At Treasury questions recently, I asked ministers what they can do to reduce the burden of tax-based bureaucracy for small businesses in the East Midlands.
I was glad to hear the Financial Secretary to the Treasury report that the Government had delivered £272 million of reductions in administrative burdens between 2011 and 2015.
But we still have one of the largest tax codes in the world.
The more complicated our tax code is, the more it is tilted in favour of large corporations who are able to hire entire departments to demystify and take advantage of this nebulous web of regulations.
We need less taxation and simpler taxation to help our small business grow and thrive.
Another problem we’re trying to confront is the issue of fairer funding for Lincolnshire.
Despite improvement in recent years the fact remains that there is still a disparity in funding for primarily rural areas like ours when compared to larger metropolitan areas on a per head basis.

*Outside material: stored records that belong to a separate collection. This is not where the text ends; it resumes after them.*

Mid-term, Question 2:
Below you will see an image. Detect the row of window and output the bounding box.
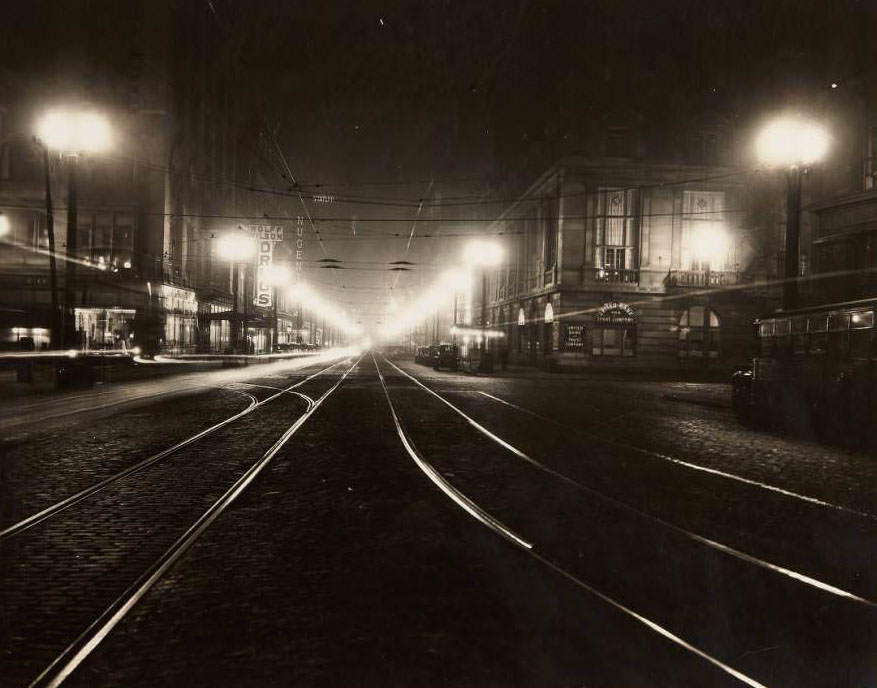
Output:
[758,310,877,359]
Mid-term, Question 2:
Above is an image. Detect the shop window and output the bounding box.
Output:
[591,325,636,356]
[681,191,733,272]
[679,306,720,358]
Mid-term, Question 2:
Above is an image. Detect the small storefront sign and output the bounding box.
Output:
[563,322,585,351]
[594,301,636,325]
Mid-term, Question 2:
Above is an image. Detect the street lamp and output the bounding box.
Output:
[463,239,503,373]
[216,232,258,353]
[36,109,112,348]
[755,117,829,310]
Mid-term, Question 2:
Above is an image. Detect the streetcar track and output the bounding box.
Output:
[233,382,314,408]
[29,356,362,688]
[0,361,342,542]
[384,358,877,608]
[372,355,767,688]
[478,391,877,521]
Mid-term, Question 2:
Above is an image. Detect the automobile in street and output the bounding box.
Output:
[433,344,460,370]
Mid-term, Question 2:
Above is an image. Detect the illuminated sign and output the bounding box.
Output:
[247,225,283,308]
[594,301,636,325]
[563,323,585,351]
[247,225,283,241]
[451,326,505,339]
[253,240,274,308]
[295,215,305,277]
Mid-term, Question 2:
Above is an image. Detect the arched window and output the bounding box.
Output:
[679,306,721,358]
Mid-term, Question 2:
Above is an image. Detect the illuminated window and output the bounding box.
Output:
[594,189,637,281]
[681,191,733,271]
[679,306,720,358]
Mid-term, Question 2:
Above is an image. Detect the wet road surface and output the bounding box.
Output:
[0,354,877,687]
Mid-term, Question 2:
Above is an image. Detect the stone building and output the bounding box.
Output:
[476,157,779,371]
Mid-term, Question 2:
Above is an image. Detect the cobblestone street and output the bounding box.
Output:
[0,353,877,688]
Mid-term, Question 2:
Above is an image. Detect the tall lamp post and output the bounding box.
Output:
[37,109,111,348]
[216,231,257,353]
[756,117,828,310]
[463,239,503,373]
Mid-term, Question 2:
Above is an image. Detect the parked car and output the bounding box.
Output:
[433,344,460,370]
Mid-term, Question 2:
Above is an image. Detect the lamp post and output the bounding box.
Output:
[756,117,828,310]
[463,239,503,373]
[37,109,111,347]
[216,231,257,353]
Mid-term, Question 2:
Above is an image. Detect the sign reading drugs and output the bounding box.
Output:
[247,225,283,308]
[253,239,274,308]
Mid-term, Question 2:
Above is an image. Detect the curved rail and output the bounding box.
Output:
[385,359,877,607]
[479,391,877,521]
[375,359,766,688]
[29,357,362,688]
[0,361,341,541]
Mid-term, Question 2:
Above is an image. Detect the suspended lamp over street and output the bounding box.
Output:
[755,117,829,167]
[755,117,829,310]
[37,110,112,155]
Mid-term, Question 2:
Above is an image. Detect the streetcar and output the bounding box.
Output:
[732,298,877,446]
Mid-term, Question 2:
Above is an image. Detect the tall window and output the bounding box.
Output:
[681,191,732,271]
[594,189,637,279]
[679,306,721,358]
[542,198,557,284]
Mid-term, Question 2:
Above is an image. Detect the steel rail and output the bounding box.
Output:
[0,361,341,542]
[29,356,362,688]
[478,391,877,521]
[375,358,767,688]
[384,359,877,608]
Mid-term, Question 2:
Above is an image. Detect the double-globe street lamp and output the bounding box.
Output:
[756,117,829,310]
[36,109,112,348]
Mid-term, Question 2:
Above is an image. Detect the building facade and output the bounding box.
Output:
[0,1,332,353]
[476,157,779,371]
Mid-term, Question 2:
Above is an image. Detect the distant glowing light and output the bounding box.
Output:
[37,110,112,154]
[216,232,257,261]
[691,226,730,265]
[755,117,829,167]
[451,327,505,340]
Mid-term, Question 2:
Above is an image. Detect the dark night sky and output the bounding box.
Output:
[214,0,877,320]
[0,0,877,322]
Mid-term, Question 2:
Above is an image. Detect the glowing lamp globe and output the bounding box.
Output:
[37,110,112,155]
[755,117,829,167]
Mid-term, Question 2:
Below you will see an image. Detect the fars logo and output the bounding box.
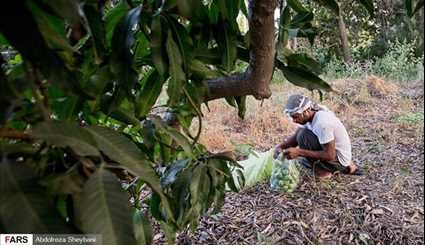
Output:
[0,234,33,245]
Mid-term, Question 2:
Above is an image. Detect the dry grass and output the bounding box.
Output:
[162,80,424,244]
[195,90,295,151]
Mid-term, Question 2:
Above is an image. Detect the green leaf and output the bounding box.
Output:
[136,70,164,118]
[27,1,74,56]
[0,1,91,98]
[43,0,83,26]
[105,1,130,46]
[152,118,193,156]
[190,164,211,212]
[31,122,99,156]
[0,33,9,45]
[83,3,106,64]
[151,16,168,77]
[235,96,246,119]
[0,161,77,234]
[161,159,189,187]
[208,1,220,25]
[177,0,202,19]
[216,23,237,72]
[288,0,307,13]
[87,126,174,224]
[111,6,142,95]
[315,0,340,15]
[166,31,186,106]
[134,32,151,69]
[358,0,375,17]
[42,164,85,194]
[133,211,153,245]
[277,61,332,91]
[412,0,424,16]
[74,168,136,245]
[278,6,292,49]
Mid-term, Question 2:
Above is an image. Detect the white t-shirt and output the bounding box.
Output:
[305,111,352,166]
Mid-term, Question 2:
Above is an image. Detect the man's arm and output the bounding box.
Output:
[284,140,336,162]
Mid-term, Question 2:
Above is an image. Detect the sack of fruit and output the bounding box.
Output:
[270,154,300,193]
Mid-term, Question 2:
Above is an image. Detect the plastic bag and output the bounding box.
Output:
[232,149,274,189]
[270,154,300,193]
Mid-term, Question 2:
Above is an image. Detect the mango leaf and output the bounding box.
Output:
[0,33,9,45]
[74,168,136,245]
[285,53,323,75]
[276,6,292,48]
[276,61,332,91]
[288,0,307,13]
[0,161,77,234]
[208,1,220,25]
[133,210,153,245]
[190,164,211,213]
[152,118,193,156]
[135,70,164,118]
[134,32,151,69]
[43,0,83,26]
[412,0,424,16]
[0,1,92,99]
[87,126,174,224]
[315,0,340,16]
[151,16,168,78]
[166,31,186,106]
[105,1,130,47]
[177,0,202,19]
[83,3,106,64]
[160,159,189,187]
[216,22,237,72]
[41,164,85,195]
[111,6,142,94]
[358,0,375,17]
[27,1,75,56]
[31,122,99,156]
[235,96,246,119]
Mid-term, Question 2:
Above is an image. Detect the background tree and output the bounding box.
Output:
[0,0,420,244]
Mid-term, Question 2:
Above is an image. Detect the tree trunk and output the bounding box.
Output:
[338,9,352,64]
[205,0,278,101]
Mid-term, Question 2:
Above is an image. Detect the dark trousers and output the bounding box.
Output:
[297,128,345,173]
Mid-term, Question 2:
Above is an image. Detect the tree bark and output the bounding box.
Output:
[338,7,353,64]
[206,0,278,101]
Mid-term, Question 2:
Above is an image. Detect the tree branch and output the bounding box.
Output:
[0,128,32,140]
[206,0,278,101]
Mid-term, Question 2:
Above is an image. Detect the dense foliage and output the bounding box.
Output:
[0,0,420,244]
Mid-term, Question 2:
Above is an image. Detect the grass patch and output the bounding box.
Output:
[395,112,424,126]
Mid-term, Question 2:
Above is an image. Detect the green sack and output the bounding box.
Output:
[232,149,274,189]
[270,154,300,193]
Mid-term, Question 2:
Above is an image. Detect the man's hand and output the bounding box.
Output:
[283,147,300,160]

We need to make sure our schools, infrastructure, and local services are adequately funded.
Given the huge debts incurred under the last Labour Government, it’s perfectly understandable that we have needed to tighten our belts in the past few years.
But this belt-tightening has to be shared equally around the country.

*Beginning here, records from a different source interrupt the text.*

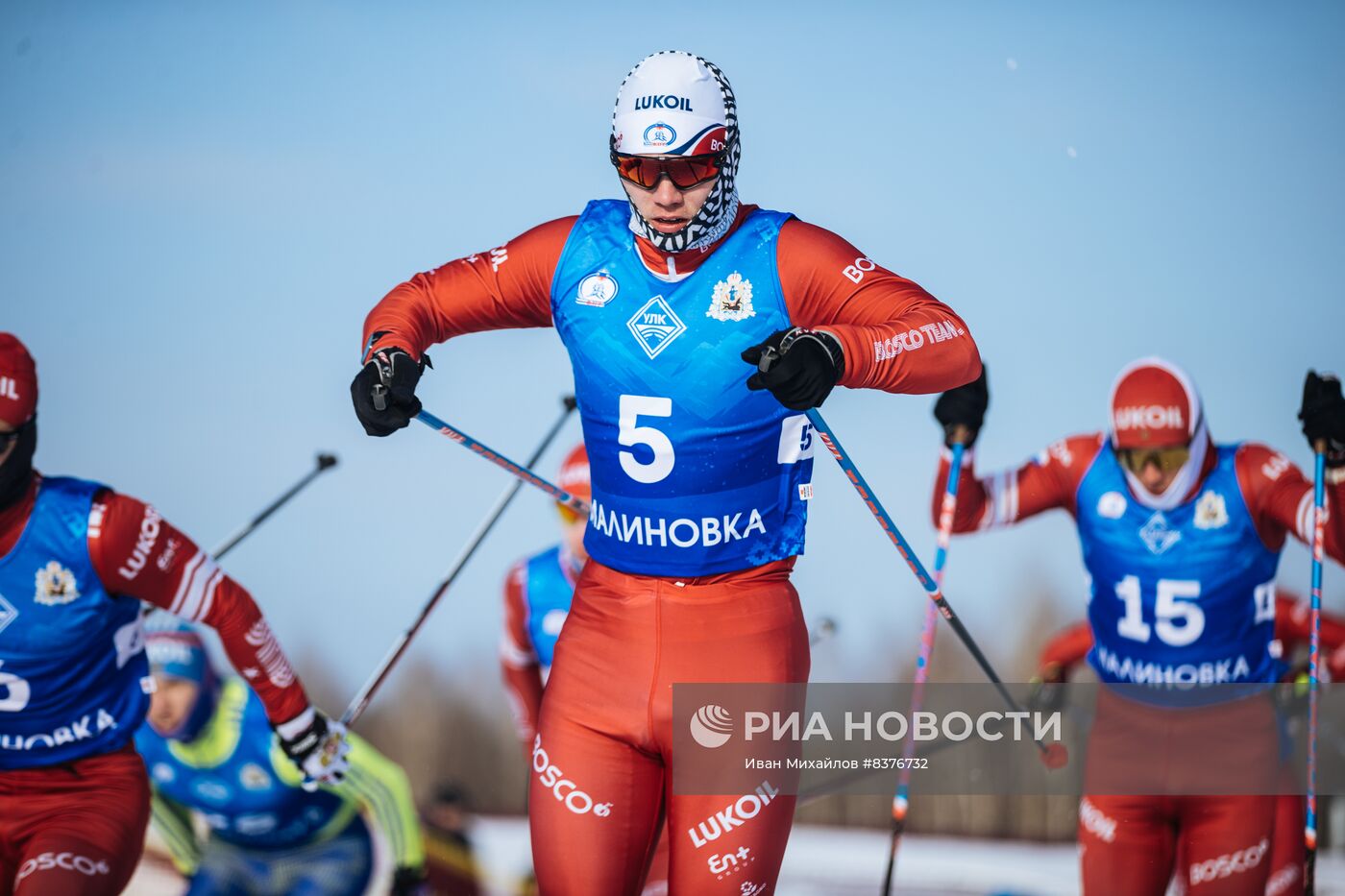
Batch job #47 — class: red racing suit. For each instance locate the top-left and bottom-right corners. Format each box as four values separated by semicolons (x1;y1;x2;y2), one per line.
0;473;308;896
1039;592;1345;896
934;433;1345;896
364;206;981;896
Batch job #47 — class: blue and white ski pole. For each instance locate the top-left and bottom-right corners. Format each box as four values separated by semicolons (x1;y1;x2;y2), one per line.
340;396;588;728
882;439;966;896
807;407;1069;768
1304;439;1326;896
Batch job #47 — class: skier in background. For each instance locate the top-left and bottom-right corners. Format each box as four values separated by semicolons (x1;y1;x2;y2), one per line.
0;332;349;896
1032;590;1345;896
934;358;1345;896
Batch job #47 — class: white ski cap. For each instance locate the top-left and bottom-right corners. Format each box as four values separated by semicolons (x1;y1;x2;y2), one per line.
612;50;729;157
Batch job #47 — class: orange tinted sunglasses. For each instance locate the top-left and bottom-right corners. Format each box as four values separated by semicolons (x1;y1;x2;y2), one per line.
612;152;723;190
1116;446;1190;473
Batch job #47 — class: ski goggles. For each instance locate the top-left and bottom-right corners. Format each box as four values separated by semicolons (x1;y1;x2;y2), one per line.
0;417;37;452
1116;446;1190;473
612;151;723;190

Recently I had the pleasure of meeting with the Communities and Local Government Secretary, Sajid Javid, along with fellow county MPs Matt Warman, Victoria Atkins, and Dr Caroline Johnson.
I’m glad that a more concerted effort is now being made to address this issue.
Elected representatives and officials from all levels of government here in Lincolnshire are coming together to urge the government to close this funding gap.
I have to admit I’ve been disappointed by the recent decision not to make a decision about renovating the Palace of Westminster.
This is a UNESCO World Heritage Site, not to mention one of the most important historic buildings in the whole United Kingdom.
It is an architectural wonder created through the genius of the architects Barry and Pugin.
Management consultants have created a plan for renovation that is needlessly expensive – for example building a new Commons chamber that would be permanent even though it would only be used temporarily while the Palace is being renovated.
I arranged for an independent architect to come in and look at their plans.
He figured out a new option that would deliver considerable savings and allow both the Lords and Commons to continue to meet in this historic place even while all the other offices and rooms were cleared out for renovation.
We were first told works would start in 2020 but now they have been pushed back until 2025.
Instead, I have argued that the Government should bring this works ahead rather than delay them.
We must make sure this architectural gem is preserved for future generations.